Durable Execution
Checkpointing, resumability, long-running agent workflows.
Stories
Filter storiesLangChain unveiled SmithDB, LangSmith Engine, Managed Deep Agents, and GA sandboxes at Interrupt. The stack gives agent teams a purpose-built trace database, autonomous failure triage, and managed execution environments for production workflows.
holaOS shipped Beta 0.1, adding Multi Workspaces, Sub Agents, a dashboard, and a kickoff flow on top of its agent-computer base. The release targets long-running workstreams that need persistent context instead of one-chat sessions.
OpenAI staff said /goal is now available in the Codex app, and users posted long-running runs that fixed React Doctor scores, built iOS features, and queued weekend tasks. The update moves Codex from CLI-only planning to persistent, steerable work sessions.
Crabbox 0.11.0 shipped a Google Cloud provider, repo-local job workflows, AWS Windows WSL2 hydration, and a Blacksmith sync-stall guard. Recent Codex and OpenClaw posts show Crabbox already being used for reproducible bug repro and recorded QA before-and-after runs.
OpenAI reports Codex can now keep pursuing a goal until an end state and is adding remote control plus a usage tab. The update matters because Codex sessions can span longer tasks and be managed across devices with less manual babysitting.
Manus introduced Cloud Computer, an always-on cloud machine available on web and mobile for paid personal plans. It lets agents keep running Slack, Discord, and Telegram bots, databases, and scheduled jobs after the user's laptop is offline.
ElectricSQL launched Electric Agents, treating agents as long-lived data entities that sync across shared coding sessions, swarms, and branches.
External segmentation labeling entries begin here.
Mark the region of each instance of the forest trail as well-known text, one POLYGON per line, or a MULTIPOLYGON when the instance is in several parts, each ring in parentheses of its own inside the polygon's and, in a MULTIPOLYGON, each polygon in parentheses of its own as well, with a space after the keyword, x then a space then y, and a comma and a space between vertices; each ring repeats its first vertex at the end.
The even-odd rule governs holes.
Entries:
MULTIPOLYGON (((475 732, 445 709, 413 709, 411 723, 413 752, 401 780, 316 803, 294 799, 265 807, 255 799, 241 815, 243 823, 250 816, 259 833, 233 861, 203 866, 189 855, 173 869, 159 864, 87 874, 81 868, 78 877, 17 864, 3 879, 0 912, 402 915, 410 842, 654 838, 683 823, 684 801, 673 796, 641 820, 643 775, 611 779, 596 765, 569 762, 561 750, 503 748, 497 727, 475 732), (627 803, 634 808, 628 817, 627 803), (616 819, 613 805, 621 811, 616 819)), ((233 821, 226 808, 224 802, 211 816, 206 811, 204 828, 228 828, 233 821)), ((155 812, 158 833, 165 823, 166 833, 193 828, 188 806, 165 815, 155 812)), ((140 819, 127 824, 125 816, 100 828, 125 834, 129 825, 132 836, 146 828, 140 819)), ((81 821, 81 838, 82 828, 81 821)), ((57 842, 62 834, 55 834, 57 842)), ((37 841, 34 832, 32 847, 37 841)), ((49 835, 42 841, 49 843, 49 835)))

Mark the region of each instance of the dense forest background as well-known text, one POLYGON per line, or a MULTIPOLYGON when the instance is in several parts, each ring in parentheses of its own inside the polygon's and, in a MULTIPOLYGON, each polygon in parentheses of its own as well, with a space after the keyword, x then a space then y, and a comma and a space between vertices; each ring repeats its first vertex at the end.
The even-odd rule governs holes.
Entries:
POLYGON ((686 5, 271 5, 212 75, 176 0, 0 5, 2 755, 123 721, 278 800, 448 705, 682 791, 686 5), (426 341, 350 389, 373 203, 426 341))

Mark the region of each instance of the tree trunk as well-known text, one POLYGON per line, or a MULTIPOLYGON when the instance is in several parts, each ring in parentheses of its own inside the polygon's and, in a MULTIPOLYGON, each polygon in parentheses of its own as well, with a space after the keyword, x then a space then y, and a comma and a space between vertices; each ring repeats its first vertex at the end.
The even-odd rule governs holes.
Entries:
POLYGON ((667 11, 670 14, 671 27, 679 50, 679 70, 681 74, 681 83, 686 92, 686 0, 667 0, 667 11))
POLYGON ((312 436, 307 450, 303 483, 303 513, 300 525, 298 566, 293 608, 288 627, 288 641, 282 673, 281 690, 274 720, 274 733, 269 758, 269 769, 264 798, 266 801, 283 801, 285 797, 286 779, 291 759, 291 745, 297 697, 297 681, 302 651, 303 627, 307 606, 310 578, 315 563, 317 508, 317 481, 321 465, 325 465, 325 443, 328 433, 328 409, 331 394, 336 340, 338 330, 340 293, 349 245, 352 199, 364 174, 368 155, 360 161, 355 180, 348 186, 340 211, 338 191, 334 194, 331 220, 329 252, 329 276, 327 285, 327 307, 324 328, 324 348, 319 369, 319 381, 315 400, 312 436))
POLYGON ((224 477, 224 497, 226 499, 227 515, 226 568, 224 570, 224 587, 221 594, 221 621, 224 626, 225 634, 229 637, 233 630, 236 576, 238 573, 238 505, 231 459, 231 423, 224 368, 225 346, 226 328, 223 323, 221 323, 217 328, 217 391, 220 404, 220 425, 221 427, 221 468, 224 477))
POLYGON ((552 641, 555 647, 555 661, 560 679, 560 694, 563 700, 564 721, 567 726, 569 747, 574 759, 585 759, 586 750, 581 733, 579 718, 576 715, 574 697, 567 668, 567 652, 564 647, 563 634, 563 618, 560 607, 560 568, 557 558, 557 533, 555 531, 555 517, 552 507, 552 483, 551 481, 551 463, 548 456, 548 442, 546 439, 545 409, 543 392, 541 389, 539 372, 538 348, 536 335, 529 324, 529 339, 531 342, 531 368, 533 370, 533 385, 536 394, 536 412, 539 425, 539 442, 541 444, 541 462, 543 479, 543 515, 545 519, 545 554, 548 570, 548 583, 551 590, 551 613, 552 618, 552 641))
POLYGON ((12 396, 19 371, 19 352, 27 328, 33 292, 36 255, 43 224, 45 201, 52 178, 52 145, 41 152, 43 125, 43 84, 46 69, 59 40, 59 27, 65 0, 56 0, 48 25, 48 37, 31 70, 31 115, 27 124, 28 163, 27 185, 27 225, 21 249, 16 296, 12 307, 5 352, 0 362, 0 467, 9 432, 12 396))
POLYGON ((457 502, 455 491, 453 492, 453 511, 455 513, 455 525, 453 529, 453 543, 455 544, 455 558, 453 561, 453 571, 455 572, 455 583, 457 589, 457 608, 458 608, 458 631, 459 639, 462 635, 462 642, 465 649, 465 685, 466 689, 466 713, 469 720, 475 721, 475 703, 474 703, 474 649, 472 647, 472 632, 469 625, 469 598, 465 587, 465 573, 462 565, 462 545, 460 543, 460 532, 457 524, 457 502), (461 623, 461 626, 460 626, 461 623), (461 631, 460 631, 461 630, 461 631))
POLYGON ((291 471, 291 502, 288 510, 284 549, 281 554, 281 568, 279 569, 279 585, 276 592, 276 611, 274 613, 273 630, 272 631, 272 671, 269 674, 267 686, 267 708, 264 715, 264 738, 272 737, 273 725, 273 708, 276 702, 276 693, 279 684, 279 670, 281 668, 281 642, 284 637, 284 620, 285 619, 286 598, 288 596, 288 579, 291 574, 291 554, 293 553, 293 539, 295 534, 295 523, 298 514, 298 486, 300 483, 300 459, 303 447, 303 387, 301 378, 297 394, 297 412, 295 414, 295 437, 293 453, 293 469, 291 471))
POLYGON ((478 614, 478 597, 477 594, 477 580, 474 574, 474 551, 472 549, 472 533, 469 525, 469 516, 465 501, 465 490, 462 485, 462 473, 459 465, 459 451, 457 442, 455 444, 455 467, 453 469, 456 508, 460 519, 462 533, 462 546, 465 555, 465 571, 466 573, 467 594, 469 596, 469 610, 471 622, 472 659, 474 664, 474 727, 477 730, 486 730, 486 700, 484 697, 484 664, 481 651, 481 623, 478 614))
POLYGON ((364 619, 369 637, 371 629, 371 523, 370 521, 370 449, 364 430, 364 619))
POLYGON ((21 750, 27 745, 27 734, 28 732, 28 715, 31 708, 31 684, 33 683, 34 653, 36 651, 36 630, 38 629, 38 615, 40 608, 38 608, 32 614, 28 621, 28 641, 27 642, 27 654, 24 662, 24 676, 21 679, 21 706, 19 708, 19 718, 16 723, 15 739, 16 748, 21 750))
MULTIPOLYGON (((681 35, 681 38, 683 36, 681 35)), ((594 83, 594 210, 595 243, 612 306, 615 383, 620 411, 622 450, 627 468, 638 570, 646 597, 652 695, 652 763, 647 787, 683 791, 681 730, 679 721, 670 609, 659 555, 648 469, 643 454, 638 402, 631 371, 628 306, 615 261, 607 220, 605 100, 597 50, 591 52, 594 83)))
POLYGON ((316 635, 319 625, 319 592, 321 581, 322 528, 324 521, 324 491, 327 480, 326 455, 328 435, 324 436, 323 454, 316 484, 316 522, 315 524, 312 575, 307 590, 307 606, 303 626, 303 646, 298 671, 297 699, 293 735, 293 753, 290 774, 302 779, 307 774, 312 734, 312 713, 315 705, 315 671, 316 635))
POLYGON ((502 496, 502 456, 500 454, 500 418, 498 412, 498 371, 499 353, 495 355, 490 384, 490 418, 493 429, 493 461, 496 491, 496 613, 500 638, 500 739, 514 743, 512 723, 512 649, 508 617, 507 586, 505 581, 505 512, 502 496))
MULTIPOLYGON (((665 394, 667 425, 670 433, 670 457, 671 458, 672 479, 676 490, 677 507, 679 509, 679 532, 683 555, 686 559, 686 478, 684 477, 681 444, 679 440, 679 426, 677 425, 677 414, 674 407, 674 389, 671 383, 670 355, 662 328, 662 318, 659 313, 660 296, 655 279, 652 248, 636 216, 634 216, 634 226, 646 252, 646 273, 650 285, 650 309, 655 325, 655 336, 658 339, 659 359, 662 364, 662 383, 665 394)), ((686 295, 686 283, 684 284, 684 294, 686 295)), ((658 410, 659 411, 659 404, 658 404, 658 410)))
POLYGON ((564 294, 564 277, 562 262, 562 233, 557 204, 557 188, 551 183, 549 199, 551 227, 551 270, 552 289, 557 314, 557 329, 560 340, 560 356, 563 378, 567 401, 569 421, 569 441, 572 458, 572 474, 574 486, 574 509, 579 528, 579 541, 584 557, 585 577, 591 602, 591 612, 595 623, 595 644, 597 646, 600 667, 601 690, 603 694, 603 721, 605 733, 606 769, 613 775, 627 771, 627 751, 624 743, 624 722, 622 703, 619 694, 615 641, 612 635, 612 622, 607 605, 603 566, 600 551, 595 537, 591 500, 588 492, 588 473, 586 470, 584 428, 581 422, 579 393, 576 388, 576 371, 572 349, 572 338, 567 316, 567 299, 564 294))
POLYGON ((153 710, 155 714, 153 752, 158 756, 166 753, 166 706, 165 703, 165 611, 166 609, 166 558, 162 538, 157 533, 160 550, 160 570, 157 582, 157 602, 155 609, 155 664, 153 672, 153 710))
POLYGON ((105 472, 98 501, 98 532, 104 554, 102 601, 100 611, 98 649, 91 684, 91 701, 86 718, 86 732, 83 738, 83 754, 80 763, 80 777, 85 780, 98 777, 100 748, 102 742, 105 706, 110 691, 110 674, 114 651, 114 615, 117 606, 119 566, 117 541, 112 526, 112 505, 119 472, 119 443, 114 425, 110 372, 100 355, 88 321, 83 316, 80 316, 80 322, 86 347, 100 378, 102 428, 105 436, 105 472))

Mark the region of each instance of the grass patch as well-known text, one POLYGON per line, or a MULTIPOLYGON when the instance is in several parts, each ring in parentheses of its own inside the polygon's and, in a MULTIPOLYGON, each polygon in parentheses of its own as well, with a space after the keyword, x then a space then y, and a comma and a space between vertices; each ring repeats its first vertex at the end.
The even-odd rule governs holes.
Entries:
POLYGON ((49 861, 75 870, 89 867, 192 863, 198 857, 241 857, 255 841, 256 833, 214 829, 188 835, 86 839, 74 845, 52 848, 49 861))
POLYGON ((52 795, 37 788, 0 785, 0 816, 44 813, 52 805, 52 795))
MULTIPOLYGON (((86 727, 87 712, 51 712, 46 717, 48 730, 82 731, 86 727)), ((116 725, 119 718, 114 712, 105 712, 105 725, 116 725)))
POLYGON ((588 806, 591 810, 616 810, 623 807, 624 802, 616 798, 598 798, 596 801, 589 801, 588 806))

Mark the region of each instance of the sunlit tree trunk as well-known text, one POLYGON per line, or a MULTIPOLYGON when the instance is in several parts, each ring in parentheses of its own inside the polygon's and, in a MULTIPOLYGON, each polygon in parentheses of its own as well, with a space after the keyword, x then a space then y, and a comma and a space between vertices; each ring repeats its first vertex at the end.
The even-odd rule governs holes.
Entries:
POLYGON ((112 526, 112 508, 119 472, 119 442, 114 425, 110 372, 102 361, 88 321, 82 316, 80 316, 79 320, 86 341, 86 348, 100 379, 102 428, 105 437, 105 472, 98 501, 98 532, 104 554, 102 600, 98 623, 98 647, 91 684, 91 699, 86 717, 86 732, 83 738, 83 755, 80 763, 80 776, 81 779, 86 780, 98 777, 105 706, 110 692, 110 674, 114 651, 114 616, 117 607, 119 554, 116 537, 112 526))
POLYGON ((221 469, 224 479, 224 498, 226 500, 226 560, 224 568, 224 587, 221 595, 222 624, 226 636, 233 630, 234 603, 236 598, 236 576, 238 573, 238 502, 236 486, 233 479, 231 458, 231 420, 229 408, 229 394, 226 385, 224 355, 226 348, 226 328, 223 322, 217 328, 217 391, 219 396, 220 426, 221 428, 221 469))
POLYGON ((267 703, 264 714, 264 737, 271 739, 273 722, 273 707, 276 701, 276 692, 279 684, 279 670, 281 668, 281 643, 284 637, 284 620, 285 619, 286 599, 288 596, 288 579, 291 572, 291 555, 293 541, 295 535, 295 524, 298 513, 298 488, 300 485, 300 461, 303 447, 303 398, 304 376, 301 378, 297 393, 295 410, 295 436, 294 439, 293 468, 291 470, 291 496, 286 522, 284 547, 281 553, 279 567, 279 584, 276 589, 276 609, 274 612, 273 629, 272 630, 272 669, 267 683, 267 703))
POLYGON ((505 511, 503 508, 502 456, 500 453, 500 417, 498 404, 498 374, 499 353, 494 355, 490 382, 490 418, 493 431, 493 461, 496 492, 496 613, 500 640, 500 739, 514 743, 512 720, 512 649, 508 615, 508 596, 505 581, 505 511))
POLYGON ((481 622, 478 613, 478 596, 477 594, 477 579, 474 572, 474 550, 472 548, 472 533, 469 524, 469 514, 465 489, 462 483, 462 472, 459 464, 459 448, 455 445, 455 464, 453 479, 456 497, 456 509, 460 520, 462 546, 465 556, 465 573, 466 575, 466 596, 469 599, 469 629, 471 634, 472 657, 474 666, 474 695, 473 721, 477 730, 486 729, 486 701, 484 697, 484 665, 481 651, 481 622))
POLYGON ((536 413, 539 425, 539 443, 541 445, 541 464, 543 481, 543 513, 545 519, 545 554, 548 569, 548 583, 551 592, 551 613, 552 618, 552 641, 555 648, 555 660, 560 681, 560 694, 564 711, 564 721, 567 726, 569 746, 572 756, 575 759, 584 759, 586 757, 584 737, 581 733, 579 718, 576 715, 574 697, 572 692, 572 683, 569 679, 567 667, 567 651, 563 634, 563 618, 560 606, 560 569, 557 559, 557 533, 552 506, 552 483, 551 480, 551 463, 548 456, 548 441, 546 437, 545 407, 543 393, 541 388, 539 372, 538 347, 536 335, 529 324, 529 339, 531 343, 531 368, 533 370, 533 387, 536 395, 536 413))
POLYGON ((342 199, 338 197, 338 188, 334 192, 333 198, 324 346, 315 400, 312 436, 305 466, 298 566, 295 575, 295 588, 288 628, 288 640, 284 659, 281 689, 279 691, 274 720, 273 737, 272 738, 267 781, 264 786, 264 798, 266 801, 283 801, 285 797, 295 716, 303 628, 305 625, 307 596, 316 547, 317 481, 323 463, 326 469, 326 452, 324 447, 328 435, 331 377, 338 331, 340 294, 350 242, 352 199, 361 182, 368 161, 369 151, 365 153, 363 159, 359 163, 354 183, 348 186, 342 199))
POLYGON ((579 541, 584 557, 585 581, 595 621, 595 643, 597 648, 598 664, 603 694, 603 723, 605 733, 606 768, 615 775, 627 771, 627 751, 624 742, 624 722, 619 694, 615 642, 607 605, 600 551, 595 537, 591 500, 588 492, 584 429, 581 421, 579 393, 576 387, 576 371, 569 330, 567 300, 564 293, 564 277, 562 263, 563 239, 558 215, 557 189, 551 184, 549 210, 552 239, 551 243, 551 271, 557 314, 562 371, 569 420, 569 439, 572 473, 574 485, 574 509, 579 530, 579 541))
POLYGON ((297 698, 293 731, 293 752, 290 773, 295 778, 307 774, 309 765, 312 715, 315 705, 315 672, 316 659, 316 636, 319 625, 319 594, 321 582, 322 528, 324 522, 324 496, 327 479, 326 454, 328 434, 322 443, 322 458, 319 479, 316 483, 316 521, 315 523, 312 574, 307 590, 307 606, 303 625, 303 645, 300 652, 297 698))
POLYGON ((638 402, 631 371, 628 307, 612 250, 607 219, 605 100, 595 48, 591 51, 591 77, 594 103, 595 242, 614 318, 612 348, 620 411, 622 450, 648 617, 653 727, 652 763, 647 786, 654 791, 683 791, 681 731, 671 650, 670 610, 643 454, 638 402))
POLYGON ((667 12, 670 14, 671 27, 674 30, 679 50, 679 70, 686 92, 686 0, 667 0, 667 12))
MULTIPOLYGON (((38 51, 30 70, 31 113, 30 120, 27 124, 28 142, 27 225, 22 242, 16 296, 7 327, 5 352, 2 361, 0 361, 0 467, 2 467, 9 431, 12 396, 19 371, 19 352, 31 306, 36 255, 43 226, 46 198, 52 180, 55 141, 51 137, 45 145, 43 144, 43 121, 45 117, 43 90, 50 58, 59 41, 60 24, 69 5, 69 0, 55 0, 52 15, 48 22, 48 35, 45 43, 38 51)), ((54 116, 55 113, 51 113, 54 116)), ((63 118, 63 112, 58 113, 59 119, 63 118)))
The release matters for teams building collaborative agent systems that need durable state and coordination primitives, not just one-shot task runners.
Mistral Studio added a Workflows orchestration layer that tracks state, retries, branches, and human approvals in public preview. That lets long-running agent flows resume after failures instead of restarting from scratch.
OpenCode 1.4.11 beta lets sessions run inside git worktrees or remote environments, with a remote server that keeps sessions alive and resyncs locally after reconnects. Use it if you run multi-session agent work across machines or plugin-defined runtimes.
OpenAI updated the Agents SDK with sandbox execution, memory controls and run snapshotting, and launch partners Vercel, Modal, E2B and Daytona shipped integrations. Long-running agents can now keep files, credentials and execution state in isolated runtimes instead of wiring harness, compute and storage layers together manually.
Windsurf 2.0 launched with Devin embedded into the product, combining local agents with cloud agents that can continue across codebases after you close the laptop. The IDE now acts as a handoff layer between interactive edits and long-running remote execution.
Anthropic introduced Claude Code Routines, a cloud-run automation layer that can execute on schedules, API calls, and GitHub events. The rollout moves scheduling from local runs to hosted, persistent automation and adds new trigger surfaces for plan-wide use.
Open Agents open-sources a browser-based cloud coding platform that keeps sessions running in parallel after a laptop closes. Use the reference stack if you want sandboxed VMs, model routing, and durable execution for internal coding-agent systems.
LangChain launched Deep Agents Deploy in beta as a production path for open, model-agnostic agent harnesses configured with AGENTS.md, skills, and mcp.json. Deployments run on LangSmith and can expose MCP, A2A, and agent protocol while teams choose models and sandbox providers.
Rivet introduced agentOS, an embedded agent runtime built on WASM and V8 isolates with backend embedding, mounted filesystems, and built-in orchestration. If you run agents in production, compare it against separate sandbox infrastructure.
Claude Code can now run recurring prompts and background pull-request work on Anthropic-managed cloud environments from the web, desktop, or `/schedule`. That makes long-running repo tasks less dependent on a local machine, but users report task caps and restricted egress.
OpenAI says Responses API requests can reuse warm containers for skills, shell, and code interpreter, cutting startup times by about 10x. Faster execution matters more now that Codex is spreading to free users, students, and subagent-heavy workflows.
Cognition now lets Devin turn a one-off task into a recurring workflow on a schedule. It pushes Devin further from ad hoc sessions toward unattended maintenance jobs, which is useful for teams already trusting it with repetitive repo work.
Hankweave shipped budget controls that cap spend, tokens, and elapsed time globally or per step, including loop budgets and shared pools. Use them to prototype or productionize long agent runs without hand-managing model switches and failure states.